But equally, because we aren't working on all of them, doesn't mean it isn't worth working on any.

Also, be careful not to confuse uncertain duration with more general uncertainty. They are related, but not the same.


How about the future of Space travel imagined by extrapolating trends just after we landed on the moon in 1969? Until SpaceX came along space tech was basically frozen in the past and still the Russian's ancient soyuez capsules are the only way to get astronauts to the ISS.


I think the strongest point in the article is this: "After the next breakthrough [in AI], we still won’t know how many more breakthroughs are needed, leaving us in pretty much the same epistemic state as before." That means that if we aren't prepared to start work on AI alignment now, there's not likely to be any sort of future event that will convince us of that.

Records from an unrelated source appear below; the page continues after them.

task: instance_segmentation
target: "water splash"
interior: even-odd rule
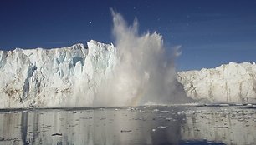
[[[181,102],[186,95],[176,79],[173,63],[178,52],[168,57],[161,35],[156,32],[141,35],[137,19],[129,26],[120,13],[113,10],[111,13],[118,61],[113,78],[100,91],[99,95],[105,99],[98,103],[135,106]]]

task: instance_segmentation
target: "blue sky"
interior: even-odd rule
[[[140,32],[157,31],[167,48],[181,45],[178,70],[256,62],[256,1],[0,2],[0,48],[60,48],[90,39],[112,42],[110,8]]]

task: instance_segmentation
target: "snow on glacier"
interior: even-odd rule
[[[256,65],[223,64],[212,69],[178,72],[187,95],[215,102],[256,102]]]
[[[90,41],[54,49],[0,51],[0,108],[91,106],[115,48]]]

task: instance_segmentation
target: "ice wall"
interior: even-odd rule
[[[0,51],[0,108],[92,106],[115,66],[113,45]]]
[[[256,65],[223,64],[212,69],[178,72],[187,95],[196,100],[256,102]]]

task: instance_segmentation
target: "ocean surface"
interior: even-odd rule
[[[253,105],[0,110],[0,144],[254,144]]]

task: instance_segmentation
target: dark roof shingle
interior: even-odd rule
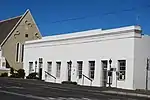
[[[20,18],[21,16],[18,16],[8,20],[0,21],[0,44],[4,41]]]

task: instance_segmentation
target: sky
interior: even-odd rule
[[[0,0],[0,20],[27,9],[43,36],[130,25],[150,35],[150,0]]]

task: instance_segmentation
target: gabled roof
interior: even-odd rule
[[[22,16],[0,21],[0,44],[8,36]]]

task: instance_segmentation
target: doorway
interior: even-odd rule
[[[108,66],[108,61],[107,60],[102,60],[102,86],[106,87],[107,85],[107,66]]]
[[[71,81],[71,62],[67,62],[67,68],[68,68],[68,80]]]

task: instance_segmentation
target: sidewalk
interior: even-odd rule
[[[120,92],[120,91],[113,91],[113,90],[102,91],[102,93],[150,98],[149,94],[129,93],[129,92]]]

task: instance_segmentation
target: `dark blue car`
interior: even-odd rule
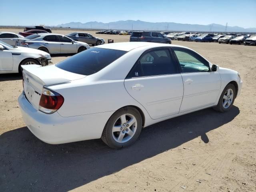
[[[196,38],[195,41],[196,42],[198,42],[198,41],[200,41],[201,42],[212,42],[212,38],[209,35],[199,36]]]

> One of the major modes by which hindsight bias makes us feel that the past was more predictable than anyone was actually able to predict at the time, is that in hindsight we know what we ought to notice, and we fixate on only one thought as to what each piece of evidence indicates. If you look at what people actually say at the time, historically, they’ve usually got no clue what’s about to happen three months before it happens, because they don’t know which signs are which.

> When I observe that there’s no fire alarm for AGI, I’m not saying that there’s no possible equivalent of smoke appearing from under a door.

> What I’m saying rather is that the smoke under the door is always going to be arguable; it is not going to be a clear and undeniable and absolute sign of fire; and so there is never going to be a fire alarm producing common knowledge that action is now due and socially acceptable.

Should give you the general idea.


It's worth reading. With that said, the jist is that for every technological advance that hindsight will later show to be a precursor to AGI, it will be easy for AI "luminaries" to explain why it is not AGI, until it is, and then it will be too late.


When GAI is imminent, there will be no consensus that it is imminent. Therefore now is as good a time as any to prepare.


Adding to DuskStar's reply: There will likely not be any development or indication, short of the first functional AGI, that will make experts agree that AGI is right around the corner, and that now an appropriate time to devote a lot of resources to figuring out how to _safely_ create superhuman AGI.